As noted above, multi-color fluorescence technology has developed, largely in the area of flow cytometric analysis. Research-grade instruments are capable of measuring up to 12 colors of fluorescence on individual cells using a combination of multiple excitation lasers and a plurality of photomultiplier tubes coupled to discrete bandwidth filters. One problem encountered in performing multi-color fluorescence analysis is spectral overlap, where the fluorescence emission spectrum of a dye extends into the bandwidths measured by several detectors. Compensation techniques have been developed that can correct for this spectral overlap by taking a proportion of the signal from an interfering dye's detector and subtracting it from the signal being quantified.

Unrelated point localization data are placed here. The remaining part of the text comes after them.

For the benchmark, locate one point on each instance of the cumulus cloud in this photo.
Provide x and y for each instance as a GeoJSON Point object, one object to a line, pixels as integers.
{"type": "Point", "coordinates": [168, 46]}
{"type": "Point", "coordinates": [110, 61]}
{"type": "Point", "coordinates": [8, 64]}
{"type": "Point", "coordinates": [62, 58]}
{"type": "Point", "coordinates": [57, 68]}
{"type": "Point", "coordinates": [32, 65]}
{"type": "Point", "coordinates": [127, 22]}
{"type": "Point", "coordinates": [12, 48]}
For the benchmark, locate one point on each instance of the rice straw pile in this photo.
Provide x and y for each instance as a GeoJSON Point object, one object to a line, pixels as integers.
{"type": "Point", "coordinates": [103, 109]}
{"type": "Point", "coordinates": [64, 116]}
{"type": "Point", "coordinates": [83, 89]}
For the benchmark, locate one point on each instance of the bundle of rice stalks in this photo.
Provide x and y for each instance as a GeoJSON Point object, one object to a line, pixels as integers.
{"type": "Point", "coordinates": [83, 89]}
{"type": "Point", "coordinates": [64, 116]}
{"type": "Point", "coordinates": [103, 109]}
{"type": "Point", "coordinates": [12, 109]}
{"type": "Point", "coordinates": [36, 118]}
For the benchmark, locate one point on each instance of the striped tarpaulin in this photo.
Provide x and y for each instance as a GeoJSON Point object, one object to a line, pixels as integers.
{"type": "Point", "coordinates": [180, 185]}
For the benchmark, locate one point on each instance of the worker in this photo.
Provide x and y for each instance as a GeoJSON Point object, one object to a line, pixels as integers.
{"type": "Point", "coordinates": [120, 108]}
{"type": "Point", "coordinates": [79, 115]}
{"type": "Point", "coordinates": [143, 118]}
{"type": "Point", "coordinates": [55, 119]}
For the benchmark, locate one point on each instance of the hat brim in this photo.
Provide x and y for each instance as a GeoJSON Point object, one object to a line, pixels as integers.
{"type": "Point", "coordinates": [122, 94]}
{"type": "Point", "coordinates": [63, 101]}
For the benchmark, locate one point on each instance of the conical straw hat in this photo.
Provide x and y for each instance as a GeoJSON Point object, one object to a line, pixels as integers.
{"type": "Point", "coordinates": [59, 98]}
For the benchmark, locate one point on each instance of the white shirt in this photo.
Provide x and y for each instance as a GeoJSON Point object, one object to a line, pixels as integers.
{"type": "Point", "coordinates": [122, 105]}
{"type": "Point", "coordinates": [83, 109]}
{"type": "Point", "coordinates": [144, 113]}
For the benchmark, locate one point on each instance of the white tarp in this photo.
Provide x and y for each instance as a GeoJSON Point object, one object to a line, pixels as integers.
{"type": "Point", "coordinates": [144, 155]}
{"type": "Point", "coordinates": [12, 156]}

In the biological arts, tissue analysis is often performed using sections of tissues that have been stained with chromatic dyes. Such techniques are often applied in connection with research pathology, drug discovery and validation, biomarker discovery, and drug safety procedures based on tissue analysis. Chromatic dyes are traditionally examined by techniques related to bright field microscopy, and methods of evaluating chromatically stained samples include (1) manual scoring (0, to +++), depending on various factors including the staining intensity and the number of cells stained and (2) automated image analysis techniques using images obtained by digital photo-microscopy of samples where the optical density measurements are used as the metric.
One of the inherent problems in undertaking quantitative analysis of tissue sections is the fact that tissues are heterogeneous in nature, and they often contain varying levels of either endogenous or preparation-associated auto-fluorescence. This auto-fluorescence is known to interfere with fluorescence analysis. Correction for auto-fluorescence is a distinct process, different from spectral overlap correction. Methods to correct for the interference of auto-fluorescence associated with fluorescence using multiple wavelength laser excitation are known in the art. (See, for example, Lee, M., Luther, E. (2004). “Using virtual channels to perform compensation and correct background autofluorescence in laser scanning cytometry.” ISAC XXII International Congress. Cytometry Part A 59A(1): 27-73.
Methods have also been described to convert color camera RGB or HSL values to dye equivalents. See, for example, U.S. Pat. No. 6,819,787 issued to Stone et al. and Ruifrok et. al., Comparison of Quantification of Histochemical Staining by Hue-Saturation-Intensity (HIS) Transformation and Color-Deconvolution. Applied Immunohistochemistry and Molecular Morphology, vol. 11(1), pp. 85-91, March 2003. However, these methods have the disadvantage that broad spectrum light is used as the light source, resulting in less control of the spectral characteristics of the fluorochromes being evaluated.